Document search engines, chatbots, voice assistants, question-and-answer systems: they can all be made suitable for the globally subordinate German language. ChatGPT does not provide exact answers. Reliable AI-language models for the German language are possible despite some minor things like gender language.
Introduction
The use of AI in a company fundamentally differs from private use of ChatGPT, Microsoft Bing , Google Bard or other data-crunching systems.
Companies share their data along with trade secrets, patent applications, employee data, customer data, contracts or other confidential information only reluctantly with ChatGPT. On the other hand, more data will have to be made available to others in the future. This is what the EU's Data Governance Act (DGA) says, which came into effect in September 2023 due to its regulatory character.
In addition, the requirements for correct answers from a chatbot or other AI language systems are significantly higher than in private matters. This applies at least outside of the creative field. The top class is legal issues, which modern but general systems like ChatGPT and Microsoft's Bing-KI cannot answer well (justification: see link above). Even administrations that serve the public should not rely on unreliable chatbots, including ChatGPT.
The gender double point is suitable for contaminating training data for language models.
Especially because a double dot is normally a sentence-ending punctuation mark.
Even the supposedly recently released auto-correct function of Google Bard does not work properly, as a practitioner's text showed with closer inspection.
Unnecessary complications are caused for AI language models when grammar is sometimes watered down in training data due to gender language. Furthermore, the double gender point ensures that entire sentences in texts are not recognized at all.
German is a stepmotherly treated language (see image below) compared globally. Powerful language models that focus on English only understand German because this language has been adopted as an unwanted byproduct in the form of an emergent property almost unintentionally.
Advantages of own language models
A language model can be obtained in the following ways:
- Building from scratch typically requires hundreds of thousands of GPU hours of compute time (GPU = graphics processing unit), which is not feasible for many companies.
- Reusing open language models that are shaped by fine-tuning: more demanding but manageable standard path.
- Reusing open language models that only get their own documents as context fed into the prompt.
The first two possibilities have in different ways the possibility of taking on a gender language. Fine-tuning will however have problems that can't be completely avoided.

The third possibility of reusing open language models is the technically simplest and often functioning one. It does not deal with gender language at all fundamentally. This is a technical statement and not a political one.
A German language model of one's own is not only possible but also has many advantages. Among other things, the benefits are:
- The German language is at the forefront. We live in Germany, not Spain. Anglicisms can also be understood by a German language model.
- The ballast of dozens of other languages doesn't have to be dragged along. Good for hardware requirements (graphics card!) and the operational speed.
- High-quality content can be used instead of trash(= general available material which has not been pre-selected).
- Focus on a field of study (or also several).
- Optimal User Guidance with sensitivity towards results, rather than acting as if every answer is correct (see ChatGPT or Bing).
- Lower or fixed costs: An enterprise-owned AI system is essentially based on acquisition or rental costs for an AI server. Frequent use does not change that. The costs remain equally low. Cloud solutions like ChatGPT are quite different. Asking a document will quickly become expensive with frequent use. Those who use the OpenAI chatbot API should better not program recursion or infinite loop, as otherwise the budget is spent in minutes and without benefit. That cannot happen with one's own system.
The next section deals with training data for German AI language models, as these form the foundation of artificial intelligence. From this also several proposals for authorities and other state agencies follow that could enable artificial intelligence in Germany speed.
Training data for German AI speech assistants
Training data is what equates to a child's upbringing by its parents. For language models, German texts are needed.

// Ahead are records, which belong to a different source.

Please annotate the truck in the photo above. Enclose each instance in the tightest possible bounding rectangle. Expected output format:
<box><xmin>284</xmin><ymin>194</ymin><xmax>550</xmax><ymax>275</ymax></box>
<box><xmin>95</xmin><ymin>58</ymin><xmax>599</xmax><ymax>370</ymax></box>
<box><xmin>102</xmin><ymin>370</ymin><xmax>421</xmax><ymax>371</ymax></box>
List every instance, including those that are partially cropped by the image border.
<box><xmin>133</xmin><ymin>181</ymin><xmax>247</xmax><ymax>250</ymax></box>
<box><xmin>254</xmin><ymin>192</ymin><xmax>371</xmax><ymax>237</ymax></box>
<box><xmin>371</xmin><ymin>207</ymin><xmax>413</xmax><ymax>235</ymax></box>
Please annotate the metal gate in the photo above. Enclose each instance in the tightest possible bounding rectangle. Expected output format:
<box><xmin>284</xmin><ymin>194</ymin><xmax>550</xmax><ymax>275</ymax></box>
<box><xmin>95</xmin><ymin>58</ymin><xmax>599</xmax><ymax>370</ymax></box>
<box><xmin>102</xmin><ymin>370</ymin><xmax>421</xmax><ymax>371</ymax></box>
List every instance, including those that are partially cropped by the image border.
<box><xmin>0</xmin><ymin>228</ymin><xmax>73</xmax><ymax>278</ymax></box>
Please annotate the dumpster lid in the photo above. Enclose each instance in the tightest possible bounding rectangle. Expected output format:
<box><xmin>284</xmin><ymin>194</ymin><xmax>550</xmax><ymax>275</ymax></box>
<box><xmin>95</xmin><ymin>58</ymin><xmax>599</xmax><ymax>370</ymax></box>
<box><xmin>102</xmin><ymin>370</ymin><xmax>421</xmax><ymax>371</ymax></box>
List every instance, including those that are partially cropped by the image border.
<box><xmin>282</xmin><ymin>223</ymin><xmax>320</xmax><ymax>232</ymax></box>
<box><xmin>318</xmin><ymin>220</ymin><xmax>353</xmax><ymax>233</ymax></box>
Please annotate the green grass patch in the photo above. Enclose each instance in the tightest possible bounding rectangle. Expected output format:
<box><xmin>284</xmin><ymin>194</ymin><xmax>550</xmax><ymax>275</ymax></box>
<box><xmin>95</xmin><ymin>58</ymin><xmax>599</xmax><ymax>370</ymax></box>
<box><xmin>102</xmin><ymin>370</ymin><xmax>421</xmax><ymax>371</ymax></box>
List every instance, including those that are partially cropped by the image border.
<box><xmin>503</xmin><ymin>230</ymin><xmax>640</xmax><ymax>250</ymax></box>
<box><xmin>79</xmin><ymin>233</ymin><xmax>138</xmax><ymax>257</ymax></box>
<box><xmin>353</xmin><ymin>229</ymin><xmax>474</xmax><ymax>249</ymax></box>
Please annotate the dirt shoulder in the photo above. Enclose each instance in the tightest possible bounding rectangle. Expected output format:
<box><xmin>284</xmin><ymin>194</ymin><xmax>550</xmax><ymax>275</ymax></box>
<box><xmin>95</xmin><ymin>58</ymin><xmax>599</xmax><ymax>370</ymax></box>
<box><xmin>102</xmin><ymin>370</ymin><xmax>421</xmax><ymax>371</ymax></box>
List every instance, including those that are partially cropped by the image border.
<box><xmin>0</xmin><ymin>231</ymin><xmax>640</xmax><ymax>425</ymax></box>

Where do these texts come from if not stolen?
The internet offers a whole wealth of German texts. Companies also have numerous documents in their Internal network, which are suitable as a source of knowledge.
PDF instead of HTML
The Federal Court of Justice (BGH) publishes its judgments apparently only in PDF form. The non-profit platform openjur takes these PDFs and extracts (manually?) the text from them. Then openjur makes the judgments freely available online. Also, the Federal Gazette publishes many documents only in PDF form.

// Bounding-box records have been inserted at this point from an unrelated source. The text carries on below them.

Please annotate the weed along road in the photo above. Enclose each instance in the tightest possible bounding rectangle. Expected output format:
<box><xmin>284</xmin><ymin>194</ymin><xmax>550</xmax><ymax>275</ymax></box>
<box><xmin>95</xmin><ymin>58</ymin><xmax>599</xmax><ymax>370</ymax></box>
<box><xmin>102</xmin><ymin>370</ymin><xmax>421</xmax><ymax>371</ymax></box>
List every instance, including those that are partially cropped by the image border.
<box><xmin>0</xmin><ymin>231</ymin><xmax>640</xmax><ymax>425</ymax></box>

Analogously, it behaves with some other important public sources that can be interesting for AI models. For example, many regulatory bodies publish their activity reports or guidelines only in PDF form.





My name is Klaus Meffert. I have a doctorate in computer science and have been working professionally and practically with information technology for over 30 years. I also work as an expert in IT & data protection. I achieve my results by looking at technology and law. This seems absolutely essential to me when it comes to digital data protection. My company, IT Logic GmbH, also offers consulting and development of optimized and secure AI solutions.